On a happier note, I would like to thank for a brief dose of Death By Jack Aubrey. As for where yesterday went...had a lovely lunch (Mexican food and ice cream) with who now owes me a Minion's Handbook so I know the proper rules of etiquette when I am in her presence, came home and wrote some articles, called my mother who had what was supposed to be very minor skin surgery but is in a great deal of discomfort from it, tried to call my sister to see whether visiting shall occur next weekend, pumped fluids into my very overheated children who had Field Day at school yesterday despite the ghastly temperatures, sent my older son off to his baseball playoff, discovered that Snape does not like and in fact flatly refuses to have his feelings edited, welcomed my older son home early from his baseball playoff after he became nauseous from the heat after a day spent in it, and tried to figure out what needed doing before his graduation from elementary school tonight which will be attended by all four of his grandparents.

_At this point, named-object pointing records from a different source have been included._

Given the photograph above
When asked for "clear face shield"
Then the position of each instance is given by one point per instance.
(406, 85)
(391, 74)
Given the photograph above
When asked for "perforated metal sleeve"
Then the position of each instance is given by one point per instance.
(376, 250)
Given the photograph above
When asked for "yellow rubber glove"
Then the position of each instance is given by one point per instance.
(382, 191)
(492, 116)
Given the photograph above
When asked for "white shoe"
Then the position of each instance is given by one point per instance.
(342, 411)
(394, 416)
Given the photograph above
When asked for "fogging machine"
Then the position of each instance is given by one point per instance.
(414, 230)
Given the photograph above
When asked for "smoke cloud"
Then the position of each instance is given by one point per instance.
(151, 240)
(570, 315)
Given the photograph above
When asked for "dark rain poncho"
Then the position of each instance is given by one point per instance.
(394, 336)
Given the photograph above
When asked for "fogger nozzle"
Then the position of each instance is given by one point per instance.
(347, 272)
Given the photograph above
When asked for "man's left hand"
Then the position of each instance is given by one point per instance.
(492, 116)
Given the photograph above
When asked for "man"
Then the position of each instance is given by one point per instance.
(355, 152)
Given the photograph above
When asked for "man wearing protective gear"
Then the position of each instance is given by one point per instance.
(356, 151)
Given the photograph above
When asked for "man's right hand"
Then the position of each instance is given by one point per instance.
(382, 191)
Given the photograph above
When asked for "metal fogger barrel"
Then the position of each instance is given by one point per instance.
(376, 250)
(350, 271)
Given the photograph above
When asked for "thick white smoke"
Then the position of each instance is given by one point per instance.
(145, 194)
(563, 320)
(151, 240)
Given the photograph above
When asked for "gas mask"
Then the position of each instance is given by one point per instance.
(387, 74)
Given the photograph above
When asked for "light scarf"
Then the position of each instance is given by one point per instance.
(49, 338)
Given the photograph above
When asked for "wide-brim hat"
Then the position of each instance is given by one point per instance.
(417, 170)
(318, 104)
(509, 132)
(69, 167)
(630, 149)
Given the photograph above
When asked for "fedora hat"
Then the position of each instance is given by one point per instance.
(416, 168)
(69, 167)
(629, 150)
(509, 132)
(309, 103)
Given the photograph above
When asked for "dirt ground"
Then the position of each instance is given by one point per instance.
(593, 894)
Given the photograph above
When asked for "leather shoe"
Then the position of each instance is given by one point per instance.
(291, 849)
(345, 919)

I have not heard from my editor this morning and am going to take that as a blessing, as I am insane, between taking to Virginia with me to meet for a thrice-postponed lunch, getting my younger son to violin, needing to pick up dinner for the crowd, possibly needing to stop at the drugstore for my mother and various other insanities. Sorry that I am once again behind on correspondence, which simply cannot be helped until the school year ends!

ETA: Have provided my own dose today of Death By Paul Bettany!